Hello friends, visitors, curiosity seekers and those who stumbled here looking for Roseanne Barr’s website,
See the photo of the gorgeous young girl standing in front of the street sign for Carlingford Road?

That’s my daughter, Carrie, in London, on the very street I lived in when I was her very age.
She called me from London and said, ‘What was the name of the street you lived on?’ and an hour later I got an email with this photo.
It was like time travel.
It was like time travel when everything in between Then and Now gets repaired.
It was like a little miracle.
Me, lonely girl, living in London at age 20, trying to figure out who I was and what I could do with my life.
Carrie, much more worldly, much more settled in her skin, knowing who she is and what she wants, visiting the ghost of her mother’s young self, and giving her/me a little nudge in the right direction.
I love that. And I love that I didn’t expect it, and it showed up anyway.
I wrote about this in my memoir, ‘Composed’, and it still moves me very much. So much of who I became was formed in my six month sojourn in London, and Carrie went and just touched it with her inherent ‘sparkle and shine’ (as Steve Earle says), and now it is more real to me than ever.
I loved writing my memoir. Of course, it was endlessly frustrating and confusing and difficult, and yet, I loved it.

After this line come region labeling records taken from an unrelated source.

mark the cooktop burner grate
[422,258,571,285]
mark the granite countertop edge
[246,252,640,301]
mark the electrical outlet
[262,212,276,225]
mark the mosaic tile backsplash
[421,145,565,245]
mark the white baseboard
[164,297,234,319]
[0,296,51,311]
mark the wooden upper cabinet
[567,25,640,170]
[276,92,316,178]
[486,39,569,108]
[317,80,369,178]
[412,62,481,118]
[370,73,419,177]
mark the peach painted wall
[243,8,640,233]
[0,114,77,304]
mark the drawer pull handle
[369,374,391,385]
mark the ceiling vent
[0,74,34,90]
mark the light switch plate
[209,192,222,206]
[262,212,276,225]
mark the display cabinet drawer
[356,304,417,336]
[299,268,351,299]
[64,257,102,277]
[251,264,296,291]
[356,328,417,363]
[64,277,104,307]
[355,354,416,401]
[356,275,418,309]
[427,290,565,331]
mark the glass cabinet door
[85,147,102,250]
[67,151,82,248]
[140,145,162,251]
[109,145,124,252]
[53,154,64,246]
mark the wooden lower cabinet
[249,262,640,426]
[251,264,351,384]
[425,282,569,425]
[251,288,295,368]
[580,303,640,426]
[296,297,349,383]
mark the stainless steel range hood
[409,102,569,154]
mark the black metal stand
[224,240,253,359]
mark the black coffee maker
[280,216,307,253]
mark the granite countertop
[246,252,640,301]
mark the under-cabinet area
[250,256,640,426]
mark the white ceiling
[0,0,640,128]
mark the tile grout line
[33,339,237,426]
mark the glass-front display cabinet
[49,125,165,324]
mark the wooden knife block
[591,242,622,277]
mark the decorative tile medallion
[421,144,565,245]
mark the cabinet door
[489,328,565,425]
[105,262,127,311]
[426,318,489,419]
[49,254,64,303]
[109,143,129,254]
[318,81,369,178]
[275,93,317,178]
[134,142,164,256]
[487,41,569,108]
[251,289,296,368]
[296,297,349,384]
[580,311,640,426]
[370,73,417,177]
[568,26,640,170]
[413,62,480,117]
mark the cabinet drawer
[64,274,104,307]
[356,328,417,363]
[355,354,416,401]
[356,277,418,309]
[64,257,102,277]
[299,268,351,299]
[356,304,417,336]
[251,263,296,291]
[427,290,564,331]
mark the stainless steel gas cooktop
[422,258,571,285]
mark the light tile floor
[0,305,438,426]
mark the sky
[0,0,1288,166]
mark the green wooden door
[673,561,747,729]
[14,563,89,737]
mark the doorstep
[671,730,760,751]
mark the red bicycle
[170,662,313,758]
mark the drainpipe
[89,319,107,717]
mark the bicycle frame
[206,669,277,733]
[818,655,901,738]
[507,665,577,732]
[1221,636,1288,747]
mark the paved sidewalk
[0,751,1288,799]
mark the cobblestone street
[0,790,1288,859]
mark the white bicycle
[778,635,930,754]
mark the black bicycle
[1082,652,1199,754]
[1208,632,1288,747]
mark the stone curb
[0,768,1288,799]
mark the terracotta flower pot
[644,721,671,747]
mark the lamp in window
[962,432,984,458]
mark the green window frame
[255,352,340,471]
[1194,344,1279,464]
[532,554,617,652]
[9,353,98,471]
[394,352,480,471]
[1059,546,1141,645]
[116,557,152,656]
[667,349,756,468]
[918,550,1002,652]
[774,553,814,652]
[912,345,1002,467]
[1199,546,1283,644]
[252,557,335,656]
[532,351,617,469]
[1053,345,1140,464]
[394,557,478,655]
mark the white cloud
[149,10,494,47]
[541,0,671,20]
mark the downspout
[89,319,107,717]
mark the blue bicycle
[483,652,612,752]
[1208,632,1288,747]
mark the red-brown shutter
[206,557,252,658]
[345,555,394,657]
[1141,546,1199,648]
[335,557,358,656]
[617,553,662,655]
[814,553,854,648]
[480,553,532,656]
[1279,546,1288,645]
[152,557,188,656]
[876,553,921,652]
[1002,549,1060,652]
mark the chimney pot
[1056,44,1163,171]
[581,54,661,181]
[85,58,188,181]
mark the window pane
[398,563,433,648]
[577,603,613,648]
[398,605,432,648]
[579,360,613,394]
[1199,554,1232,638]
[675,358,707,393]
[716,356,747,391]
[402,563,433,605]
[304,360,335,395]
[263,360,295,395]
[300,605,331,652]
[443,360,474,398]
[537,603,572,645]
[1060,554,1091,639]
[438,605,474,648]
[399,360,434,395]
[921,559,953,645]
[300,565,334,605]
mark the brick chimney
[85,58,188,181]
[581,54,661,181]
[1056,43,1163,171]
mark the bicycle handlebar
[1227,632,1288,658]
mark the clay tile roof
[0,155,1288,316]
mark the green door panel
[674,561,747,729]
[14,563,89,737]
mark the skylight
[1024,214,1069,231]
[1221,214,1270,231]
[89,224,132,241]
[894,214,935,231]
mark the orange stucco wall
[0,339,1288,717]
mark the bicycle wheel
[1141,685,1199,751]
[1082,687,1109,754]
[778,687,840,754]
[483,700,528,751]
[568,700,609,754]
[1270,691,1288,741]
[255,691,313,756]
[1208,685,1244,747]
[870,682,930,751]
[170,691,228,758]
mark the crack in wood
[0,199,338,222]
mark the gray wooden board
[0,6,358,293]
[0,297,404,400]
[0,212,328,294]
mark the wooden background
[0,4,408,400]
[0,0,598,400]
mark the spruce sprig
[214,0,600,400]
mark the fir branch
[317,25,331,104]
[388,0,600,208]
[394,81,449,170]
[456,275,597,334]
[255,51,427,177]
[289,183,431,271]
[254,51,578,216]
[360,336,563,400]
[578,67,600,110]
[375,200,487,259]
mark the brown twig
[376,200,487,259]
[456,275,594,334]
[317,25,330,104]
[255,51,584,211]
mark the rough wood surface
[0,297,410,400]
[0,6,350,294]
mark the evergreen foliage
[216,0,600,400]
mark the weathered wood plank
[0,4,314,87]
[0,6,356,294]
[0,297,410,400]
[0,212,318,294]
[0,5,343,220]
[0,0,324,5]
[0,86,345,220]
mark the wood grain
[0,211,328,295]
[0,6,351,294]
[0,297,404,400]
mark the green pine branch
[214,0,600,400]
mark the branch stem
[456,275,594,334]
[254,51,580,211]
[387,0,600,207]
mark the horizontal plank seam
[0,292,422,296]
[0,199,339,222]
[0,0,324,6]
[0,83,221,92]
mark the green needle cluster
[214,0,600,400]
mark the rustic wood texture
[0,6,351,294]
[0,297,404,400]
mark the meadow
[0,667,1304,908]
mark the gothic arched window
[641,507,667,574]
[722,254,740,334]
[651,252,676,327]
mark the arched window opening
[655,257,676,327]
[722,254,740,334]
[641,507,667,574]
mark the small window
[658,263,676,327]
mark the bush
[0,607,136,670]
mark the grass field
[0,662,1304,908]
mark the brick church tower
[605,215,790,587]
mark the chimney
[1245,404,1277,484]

It’s fascinating to find which memories survive, which are tenacious and all-pervasive, and which fall away like dead leaves. I think I even retrieved some of the dead leaves.
I hope you enjoy it, or at least find that some of it resonates with your own life.
That’s what is foremost in my heart and my work schedule these days—“Composed” and all the attendant fuss and flutter, travel and conversation, reading, signing and singing.
I hope to cross paths with some of you.